Cows painted with zebra-like striping can avoid biting fly attack - colinprince
https://journals.plos.org/plosone/article?id=10.1371/journal.pone.0223447
======
gregschlom
The fact that zebra's stripes evolved to avoid getting bit by flies (and
specifically, the tsetse fly, which transmits a deadly) has been known since
at least the 80s. I wonder why these researchers are doing these experiments
now.

In certain parts of Africa zebras have lost most of their stripes, and the map
of stripeless zebra is strongly correlated with the map of where the tsetse
fly are less active.

------
dilippkumar
Academic Literature:

> Six Japanese Black cows were assigned to treatments using a 3 × 3 Latin-
> square design.
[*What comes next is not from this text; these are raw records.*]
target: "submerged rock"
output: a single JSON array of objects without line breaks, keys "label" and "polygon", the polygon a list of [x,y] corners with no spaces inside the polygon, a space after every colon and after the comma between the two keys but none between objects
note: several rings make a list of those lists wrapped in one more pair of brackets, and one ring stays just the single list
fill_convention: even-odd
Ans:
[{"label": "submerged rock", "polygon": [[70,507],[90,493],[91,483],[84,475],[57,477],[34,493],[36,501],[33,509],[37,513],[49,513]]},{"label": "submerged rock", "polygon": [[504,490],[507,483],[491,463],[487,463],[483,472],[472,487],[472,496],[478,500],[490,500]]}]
The treatments were black-and-white painted stripes, black
> painted stripes, and no stripes (all-black body surface). Recorded fly-
> repelling behaviors were head throw, ear beat, leg stamp, skin twitch, and
> tail flick. Photo images of the right side of each cow were taken using a
> commercial digital camera after every observation and biting flies on the
> body and each leg were counted from the photo images. Here we show that the
> numbers of biting flies on Japanese Black cows painted with black-and-white
> stripes were significantly lower than those on non-painted cows and cows
> painted only with black stripes. The frequencies of fly-repelling behaviors
> in cows painted with black-and-white stripes were also lower than those in
> the non-painted and black-striped cows.

2020 netspeak:

    
    
        Biting Fly: Bzzzzzz
        Cow: *Disguises as zebra*
        Biting Fly:
        Biting Fly:
        Biting Fly: Bzzzzzz *flies away*